Although classes began yesterday, it still feels very much like summer vacation in the library. Now there’s time to catch up on the projects and conversations, the books and plans that we don’t have as much time for during the regular semesters, when our main function is helping students and other researchers use the library and its resources.
This summer of 2013, my first in Eunice, I’m involved in community gardening (including an article for the 2013 Community Greening Review called “A Tale of Two Gardens,” about the International Community Garden in San Antonio and the still-unnamed LSUE project). As well as having received a site from the City of Eunice (Thanks, Mayor Moody), we may get two large raised brick beds on campus. Since I moved into a shady area last month, I hope to get a small bed open to the sun for vegetables and herbs and flowers. More importantly, people who have no gardens at all, or no knowledge, or no physical ability, will be able to join others in learning how rewarding a place in the sun can be.
Serendipity: one of the garden committee members is now the branch manager of the local public library, and she discovered an enclosed garden behind her building.That one won’t be visible or accessible as the other community sites are, but it’s still part of the burgeoning Imperial Eunice garden project.

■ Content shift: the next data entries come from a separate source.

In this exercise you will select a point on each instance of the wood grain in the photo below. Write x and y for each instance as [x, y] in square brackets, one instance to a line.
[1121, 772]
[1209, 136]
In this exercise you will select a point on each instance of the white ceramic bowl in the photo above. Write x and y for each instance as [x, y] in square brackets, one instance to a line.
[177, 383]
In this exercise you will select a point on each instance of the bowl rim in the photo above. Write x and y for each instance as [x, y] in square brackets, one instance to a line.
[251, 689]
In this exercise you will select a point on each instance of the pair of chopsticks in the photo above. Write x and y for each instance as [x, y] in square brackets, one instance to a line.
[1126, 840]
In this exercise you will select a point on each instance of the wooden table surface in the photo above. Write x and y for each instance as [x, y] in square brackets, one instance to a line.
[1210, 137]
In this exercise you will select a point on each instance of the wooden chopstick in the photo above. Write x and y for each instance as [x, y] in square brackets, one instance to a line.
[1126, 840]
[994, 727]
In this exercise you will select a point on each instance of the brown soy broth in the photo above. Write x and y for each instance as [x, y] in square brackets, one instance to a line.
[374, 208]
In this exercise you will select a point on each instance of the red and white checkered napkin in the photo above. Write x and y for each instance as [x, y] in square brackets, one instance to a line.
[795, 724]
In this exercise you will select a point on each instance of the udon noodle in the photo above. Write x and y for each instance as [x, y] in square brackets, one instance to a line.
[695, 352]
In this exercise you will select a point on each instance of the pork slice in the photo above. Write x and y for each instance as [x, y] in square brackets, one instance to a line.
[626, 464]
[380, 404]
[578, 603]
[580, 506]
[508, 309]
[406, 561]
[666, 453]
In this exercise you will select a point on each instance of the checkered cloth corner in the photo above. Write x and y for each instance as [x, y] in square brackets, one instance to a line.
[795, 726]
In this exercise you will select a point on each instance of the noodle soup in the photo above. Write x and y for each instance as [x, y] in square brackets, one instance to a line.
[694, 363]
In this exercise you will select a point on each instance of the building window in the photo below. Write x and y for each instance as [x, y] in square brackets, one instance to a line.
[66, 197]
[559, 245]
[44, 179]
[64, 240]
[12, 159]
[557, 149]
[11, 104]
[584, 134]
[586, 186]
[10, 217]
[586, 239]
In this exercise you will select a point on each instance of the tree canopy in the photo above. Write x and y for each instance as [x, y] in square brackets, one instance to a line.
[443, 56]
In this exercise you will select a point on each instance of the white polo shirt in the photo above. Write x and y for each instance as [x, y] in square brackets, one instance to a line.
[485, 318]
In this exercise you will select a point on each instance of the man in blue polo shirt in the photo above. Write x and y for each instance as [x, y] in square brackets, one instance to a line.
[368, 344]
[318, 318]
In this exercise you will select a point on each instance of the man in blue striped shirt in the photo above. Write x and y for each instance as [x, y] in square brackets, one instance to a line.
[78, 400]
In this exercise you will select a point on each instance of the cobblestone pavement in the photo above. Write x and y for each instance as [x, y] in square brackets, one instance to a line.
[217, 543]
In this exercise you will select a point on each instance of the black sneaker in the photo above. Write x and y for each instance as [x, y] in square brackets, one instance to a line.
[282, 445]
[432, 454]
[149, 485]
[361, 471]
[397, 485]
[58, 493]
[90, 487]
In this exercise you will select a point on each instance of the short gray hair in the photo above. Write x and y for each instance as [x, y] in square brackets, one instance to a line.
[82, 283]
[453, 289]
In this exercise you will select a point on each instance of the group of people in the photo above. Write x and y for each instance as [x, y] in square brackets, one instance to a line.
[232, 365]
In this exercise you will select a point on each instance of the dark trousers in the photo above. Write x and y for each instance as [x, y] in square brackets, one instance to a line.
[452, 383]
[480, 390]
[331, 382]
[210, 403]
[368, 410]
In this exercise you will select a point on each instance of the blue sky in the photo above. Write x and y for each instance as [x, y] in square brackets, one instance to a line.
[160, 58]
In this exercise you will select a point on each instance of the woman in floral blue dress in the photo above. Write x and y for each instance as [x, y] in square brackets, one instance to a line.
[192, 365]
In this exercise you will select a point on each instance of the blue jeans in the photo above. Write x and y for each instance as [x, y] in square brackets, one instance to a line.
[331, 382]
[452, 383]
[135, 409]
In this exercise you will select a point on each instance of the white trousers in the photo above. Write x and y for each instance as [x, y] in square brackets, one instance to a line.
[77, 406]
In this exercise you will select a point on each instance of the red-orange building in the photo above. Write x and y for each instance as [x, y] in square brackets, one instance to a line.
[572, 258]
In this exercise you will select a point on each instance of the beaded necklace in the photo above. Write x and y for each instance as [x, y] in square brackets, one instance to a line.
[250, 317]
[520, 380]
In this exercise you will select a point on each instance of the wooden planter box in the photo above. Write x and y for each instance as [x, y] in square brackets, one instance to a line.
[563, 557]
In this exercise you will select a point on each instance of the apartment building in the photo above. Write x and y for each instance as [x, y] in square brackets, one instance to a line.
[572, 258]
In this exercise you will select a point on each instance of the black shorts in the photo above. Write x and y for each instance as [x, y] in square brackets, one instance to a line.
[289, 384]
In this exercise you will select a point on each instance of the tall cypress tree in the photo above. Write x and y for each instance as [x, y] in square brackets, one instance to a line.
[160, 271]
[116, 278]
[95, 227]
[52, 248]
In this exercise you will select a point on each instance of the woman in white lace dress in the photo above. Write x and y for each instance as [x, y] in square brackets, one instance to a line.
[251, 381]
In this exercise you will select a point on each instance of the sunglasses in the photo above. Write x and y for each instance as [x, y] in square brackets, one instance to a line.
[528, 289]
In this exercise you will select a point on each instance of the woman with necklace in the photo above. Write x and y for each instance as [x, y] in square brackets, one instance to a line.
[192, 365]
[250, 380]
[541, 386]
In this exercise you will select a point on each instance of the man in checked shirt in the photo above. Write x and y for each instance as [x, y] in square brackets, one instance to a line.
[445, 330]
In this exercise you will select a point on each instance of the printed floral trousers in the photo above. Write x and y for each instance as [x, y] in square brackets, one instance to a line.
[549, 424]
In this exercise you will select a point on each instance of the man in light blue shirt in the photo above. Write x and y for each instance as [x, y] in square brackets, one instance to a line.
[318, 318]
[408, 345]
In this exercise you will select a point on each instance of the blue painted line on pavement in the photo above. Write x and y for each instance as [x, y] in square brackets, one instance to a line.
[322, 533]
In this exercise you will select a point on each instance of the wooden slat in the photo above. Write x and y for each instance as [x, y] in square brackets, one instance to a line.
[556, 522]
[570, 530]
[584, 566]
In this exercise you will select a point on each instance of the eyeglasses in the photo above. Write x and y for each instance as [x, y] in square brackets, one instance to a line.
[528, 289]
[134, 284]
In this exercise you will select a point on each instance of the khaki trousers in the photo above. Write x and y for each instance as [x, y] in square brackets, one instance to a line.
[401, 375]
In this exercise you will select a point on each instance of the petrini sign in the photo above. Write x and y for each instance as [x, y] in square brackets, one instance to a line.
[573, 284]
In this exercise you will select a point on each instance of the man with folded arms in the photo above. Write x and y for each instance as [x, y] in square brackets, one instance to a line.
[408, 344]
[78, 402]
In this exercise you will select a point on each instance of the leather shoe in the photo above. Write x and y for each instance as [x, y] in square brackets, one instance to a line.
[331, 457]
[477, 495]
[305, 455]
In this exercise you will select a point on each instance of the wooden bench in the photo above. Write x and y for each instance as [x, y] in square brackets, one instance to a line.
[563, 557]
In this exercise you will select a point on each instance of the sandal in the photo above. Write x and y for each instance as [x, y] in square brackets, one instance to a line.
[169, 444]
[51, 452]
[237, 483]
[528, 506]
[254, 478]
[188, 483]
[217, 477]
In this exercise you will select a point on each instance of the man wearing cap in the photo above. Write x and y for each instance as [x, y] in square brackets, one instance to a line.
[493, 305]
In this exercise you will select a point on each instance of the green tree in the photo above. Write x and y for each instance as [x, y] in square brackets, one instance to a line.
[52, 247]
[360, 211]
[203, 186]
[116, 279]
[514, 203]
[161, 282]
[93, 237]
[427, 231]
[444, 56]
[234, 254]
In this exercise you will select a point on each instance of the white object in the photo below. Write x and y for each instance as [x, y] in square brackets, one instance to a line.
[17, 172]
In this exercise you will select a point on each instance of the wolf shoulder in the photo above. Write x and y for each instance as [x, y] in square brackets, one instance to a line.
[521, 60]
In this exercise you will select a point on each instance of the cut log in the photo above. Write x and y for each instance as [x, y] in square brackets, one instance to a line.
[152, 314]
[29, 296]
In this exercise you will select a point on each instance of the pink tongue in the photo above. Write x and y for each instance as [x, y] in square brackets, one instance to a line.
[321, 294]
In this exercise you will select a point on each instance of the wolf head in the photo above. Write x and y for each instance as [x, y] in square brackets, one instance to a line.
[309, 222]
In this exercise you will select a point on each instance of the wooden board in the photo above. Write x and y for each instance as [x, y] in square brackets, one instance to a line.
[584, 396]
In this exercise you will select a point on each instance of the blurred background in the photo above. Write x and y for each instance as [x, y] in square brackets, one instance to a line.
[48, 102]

And I’m working on my collaboration with the local high school to provide library database access for dual-enrollment students. This project is leading me in two ways–into the jargon-laden professional world of educational assessment, library-and-information-science, and computerized intellectual resources, but also into new and old books–yes, Information-Bearing-Entities, “artifacts,” old-fashioned monographs with a beginning, a structure, and an ending–books like Ivan Illich’s Deschooling Society, Nicholas Carr’s The Shallows, Edward O. Wilson’s Consilience, and The Atlas of New Librarianship by R. David Landes. As an academic library, LeDoux is balancing its meager budget resources against changing information technology and the cultural pressure to do things quickly. “Give us one-click access,” cry our patrons, and “Make it cheap,” insist our funders. But academic research is not a fast activity. Alas…
IN writing about the nobility of librarianship, David Landes asserts that “As the web explodes, the world economy stumbles, the newspaper industry implodes, the media landscape fragments, and societies around the world face social unrest, librarians have not only an opportunity but an obligation to find their center and the means to continue a centuries-long mission to use knowledge to better understand the past, make a better today, and invent an ideal future” (2).